In a setback to the Tata Group, the Registrar of Companies (RoC) has stated that the ouster of Cyrus Mistry as Chairman of Tata Sons and as director of Tata Consultancy Services is in violation of many rules, including in the Companies Act.

The ouster violated Tata group’s own Articles of Association (AoA) and Reserve Bank of India rules, among others, the RoC said, in reply to a query filed under the Right to Information Act, 2005 (RTI).

The RTI application was filed by Ruchir Khandalkar, a Shapoorji Pallonji Group employee, on August 31.

“...the AoA of the member company prescribes that the chairman (executive) of the member-company (Tata Sons) can be removed in the same process as specified by his appointment, i.e. by the selection committee consisting of four persons and based on such recommendation of the committee only (sic) the board is empowered to remove its chairman,” the reply dated October 3, said.

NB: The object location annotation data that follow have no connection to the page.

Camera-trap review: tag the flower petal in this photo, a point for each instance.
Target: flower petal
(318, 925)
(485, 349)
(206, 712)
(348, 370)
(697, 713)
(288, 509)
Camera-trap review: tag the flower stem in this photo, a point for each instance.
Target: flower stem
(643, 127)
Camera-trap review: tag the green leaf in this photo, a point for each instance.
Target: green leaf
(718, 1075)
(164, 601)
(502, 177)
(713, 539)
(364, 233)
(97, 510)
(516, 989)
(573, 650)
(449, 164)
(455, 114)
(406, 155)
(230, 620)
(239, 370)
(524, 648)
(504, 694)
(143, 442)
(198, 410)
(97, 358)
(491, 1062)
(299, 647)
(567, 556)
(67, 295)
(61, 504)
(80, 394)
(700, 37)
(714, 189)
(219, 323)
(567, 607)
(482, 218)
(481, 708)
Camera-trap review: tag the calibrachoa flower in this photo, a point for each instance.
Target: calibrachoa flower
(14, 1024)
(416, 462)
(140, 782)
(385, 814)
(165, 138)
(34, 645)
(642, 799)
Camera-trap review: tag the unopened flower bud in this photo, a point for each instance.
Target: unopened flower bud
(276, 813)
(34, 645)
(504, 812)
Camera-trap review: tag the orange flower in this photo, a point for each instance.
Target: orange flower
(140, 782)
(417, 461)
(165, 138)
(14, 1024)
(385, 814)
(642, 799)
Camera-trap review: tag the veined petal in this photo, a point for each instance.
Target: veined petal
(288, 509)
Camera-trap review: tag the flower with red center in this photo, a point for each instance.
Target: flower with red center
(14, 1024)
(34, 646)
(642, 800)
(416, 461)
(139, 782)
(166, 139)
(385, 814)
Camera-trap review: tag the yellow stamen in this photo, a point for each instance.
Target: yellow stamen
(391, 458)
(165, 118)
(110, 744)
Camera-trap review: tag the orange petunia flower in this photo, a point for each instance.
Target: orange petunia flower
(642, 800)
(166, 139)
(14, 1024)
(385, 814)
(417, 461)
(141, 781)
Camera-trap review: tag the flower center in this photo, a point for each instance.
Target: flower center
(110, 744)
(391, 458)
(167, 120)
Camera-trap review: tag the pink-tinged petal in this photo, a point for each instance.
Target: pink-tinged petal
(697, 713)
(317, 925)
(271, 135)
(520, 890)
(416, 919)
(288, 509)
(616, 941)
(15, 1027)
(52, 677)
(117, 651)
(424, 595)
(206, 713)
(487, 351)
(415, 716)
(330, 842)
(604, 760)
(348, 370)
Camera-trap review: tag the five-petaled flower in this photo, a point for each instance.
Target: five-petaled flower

It also said this is under Article 118 of the AoA, which is a public document. BusinessLine has reviewed a copy of the letter.

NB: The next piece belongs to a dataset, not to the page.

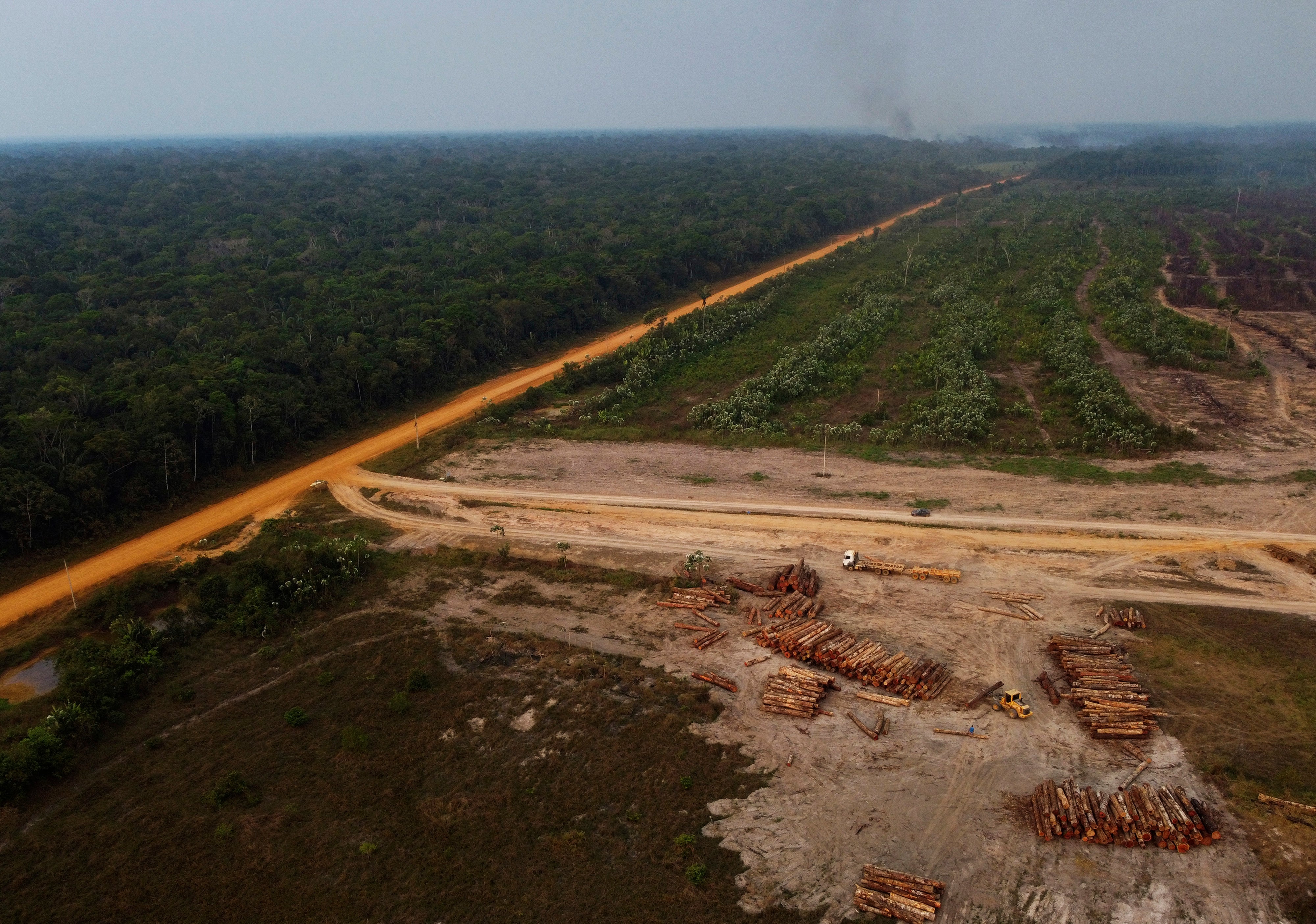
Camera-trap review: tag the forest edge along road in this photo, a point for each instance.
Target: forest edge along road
(160, 543)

“Member company (Tata Sons) being an NBFC duly registered with RBI, any management change in such NBFC company require (sic) prior approval of RBI, in terms of RBI directions, from time to time, which was not apparently obtained from RBI in this case before changing Mistry from the post of executive chairman and managing director of a member company,” it said, indicating a violation of RBI rules.

On November 11, 2016, TCS had accepted a letter written by the company secretary and chief operating officer of Tata Sons dated November 9, 2016 as a special resolution notice to sack Mistry. It appears that prima facie that there was no special notice received by the company.

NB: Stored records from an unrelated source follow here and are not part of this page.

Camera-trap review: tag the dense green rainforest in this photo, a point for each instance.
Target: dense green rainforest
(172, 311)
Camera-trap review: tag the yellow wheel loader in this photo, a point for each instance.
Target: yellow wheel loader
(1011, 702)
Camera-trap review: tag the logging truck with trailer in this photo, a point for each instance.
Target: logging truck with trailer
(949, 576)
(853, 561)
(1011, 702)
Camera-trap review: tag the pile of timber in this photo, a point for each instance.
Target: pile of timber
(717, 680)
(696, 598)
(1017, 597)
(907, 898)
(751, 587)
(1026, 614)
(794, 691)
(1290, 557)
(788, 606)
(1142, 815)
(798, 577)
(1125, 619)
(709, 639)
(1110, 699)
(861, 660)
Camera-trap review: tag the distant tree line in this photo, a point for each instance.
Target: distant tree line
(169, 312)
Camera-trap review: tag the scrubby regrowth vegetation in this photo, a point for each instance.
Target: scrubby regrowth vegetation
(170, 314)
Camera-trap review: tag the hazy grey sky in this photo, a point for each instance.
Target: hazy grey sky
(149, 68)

On Tuesday, the National Company Law Appellate Tribunal (NCLAT), which had admitted Mistry’s petition, said it would hear the case from December 11-14.

Tata statement

“All requisite processes were followed in line with the Companies Act in case of Mistry’s removal from the board of TCS as well as the chairman (sic) of TCS and Tata Sons,” a Tata Sons spokesperson said in a statement. “The respective board of directors (sic) acted as per the provision of the Companies Act as well as in compliance of the articles of association of the company.”

“This was subsequently approved by both the shareholders of Tata Sons and TCS. Neither TCS nor Tata Sons had received any communication from the RoC, Mumbai regarding any non-compliance in this regard. The NCLT has confirmed that the process followed for removal of Mistry was valid and in accordance with law,” the statement added.